The Deepwater Horizon disaster shows that private industry is incapable of policing itself and producing oil and gas cleanly and safely. It has put the Obama administration’s plan to push for more offshore drilling on hold. Studies will be done. After time, a report will be released detailing the technical and procedural mistakes before the explosion. Alarms were disabled, someone was asleep, procedures weren’t followed, etc. BP and Transocean may even be fined for failure to follow accepted safety practices. A widow here and a father there may win a wrongful death civil suit against the employers. And after the shock passes, after the studies and debates and pithy words at memorial ceremonies, they will reintroduce plans to expand offshore drilling with ‘new improved’ safety guidelines.
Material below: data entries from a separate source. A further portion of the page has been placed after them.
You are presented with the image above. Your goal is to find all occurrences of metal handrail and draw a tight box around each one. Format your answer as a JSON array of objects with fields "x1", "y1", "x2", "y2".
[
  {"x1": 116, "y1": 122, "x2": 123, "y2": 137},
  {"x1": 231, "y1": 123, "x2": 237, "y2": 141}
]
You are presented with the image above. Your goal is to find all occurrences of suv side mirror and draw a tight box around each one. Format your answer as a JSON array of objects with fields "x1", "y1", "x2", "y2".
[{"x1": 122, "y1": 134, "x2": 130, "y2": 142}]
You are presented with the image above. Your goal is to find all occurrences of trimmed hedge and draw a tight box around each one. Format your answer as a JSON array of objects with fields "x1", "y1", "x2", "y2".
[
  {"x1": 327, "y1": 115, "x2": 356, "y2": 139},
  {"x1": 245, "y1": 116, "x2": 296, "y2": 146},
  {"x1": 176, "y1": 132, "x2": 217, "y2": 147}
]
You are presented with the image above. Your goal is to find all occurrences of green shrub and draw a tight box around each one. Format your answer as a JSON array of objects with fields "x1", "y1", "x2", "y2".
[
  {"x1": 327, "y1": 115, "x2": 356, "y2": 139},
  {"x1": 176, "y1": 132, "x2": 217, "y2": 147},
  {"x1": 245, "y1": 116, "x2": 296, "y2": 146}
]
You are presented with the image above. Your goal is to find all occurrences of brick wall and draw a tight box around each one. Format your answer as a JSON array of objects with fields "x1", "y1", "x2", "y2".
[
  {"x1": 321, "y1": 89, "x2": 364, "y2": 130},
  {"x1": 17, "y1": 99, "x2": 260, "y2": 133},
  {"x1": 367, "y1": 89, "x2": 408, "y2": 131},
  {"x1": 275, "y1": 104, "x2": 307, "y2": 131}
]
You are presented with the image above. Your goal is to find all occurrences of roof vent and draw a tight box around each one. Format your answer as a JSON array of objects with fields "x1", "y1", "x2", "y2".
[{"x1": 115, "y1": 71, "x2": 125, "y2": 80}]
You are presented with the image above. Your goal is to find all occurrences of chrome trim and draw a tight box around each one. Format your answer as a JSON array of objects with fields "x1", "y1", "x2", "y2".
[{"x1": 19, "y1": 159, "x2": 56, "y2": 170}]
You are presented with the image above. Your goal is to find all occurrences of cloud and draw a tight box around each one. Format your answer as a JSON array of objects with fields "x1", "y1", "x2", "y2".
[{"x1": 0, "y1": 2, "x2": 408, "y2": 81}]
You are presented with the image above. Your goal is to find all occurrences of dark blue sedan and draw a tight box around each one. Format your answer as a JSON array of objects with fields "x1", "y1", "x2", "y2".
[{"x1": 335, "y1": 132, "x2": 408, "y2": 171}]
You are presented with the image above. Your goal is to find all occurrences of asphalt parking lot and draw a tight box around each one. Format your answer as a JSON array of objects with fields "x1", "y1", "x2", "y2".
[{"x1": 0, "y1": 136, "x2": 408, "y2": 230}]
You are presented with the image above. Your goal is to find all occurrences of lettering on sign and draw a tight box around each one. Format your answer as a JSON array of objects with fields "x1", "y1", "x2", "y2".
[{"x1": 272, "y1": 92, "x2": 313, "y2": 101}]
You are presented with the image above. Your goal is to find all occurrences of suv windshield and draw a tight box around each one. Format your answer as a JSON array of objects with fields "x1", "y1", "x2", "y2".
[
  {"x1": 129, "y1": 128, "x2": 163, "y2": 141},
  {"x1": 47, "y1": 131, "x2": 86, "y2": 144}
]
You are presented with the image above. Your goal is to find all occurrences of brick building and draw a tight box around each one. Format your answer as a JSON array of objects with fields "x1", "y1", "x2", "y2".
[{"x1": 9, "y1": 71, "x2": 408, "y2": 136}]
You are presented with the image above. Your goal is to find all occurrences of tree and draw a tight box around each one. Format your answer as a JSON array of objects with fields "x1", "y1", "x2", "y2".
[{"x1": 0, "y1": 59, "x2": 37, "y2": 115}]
But who will enforce these guidelines? Will it be the same group of private industry managers who are literally in bed with the Government inspectors? Clean and safe oil, coal and gas will only come from having public ownership of the energy industry and with democratically elected committees of workers exercising direct control over production techniques and enforcing safety procedures. This must be combined with full union rights for energy workers enabling them to control their work, putting workplace safety and the environment before production quotas and profits. The struggle against future disasters must be linked to a movement for public ownership of the energy industry, and a comprehensive plan, as part of an overall plan of economic production, to transition to renewable, non polluting energy sources.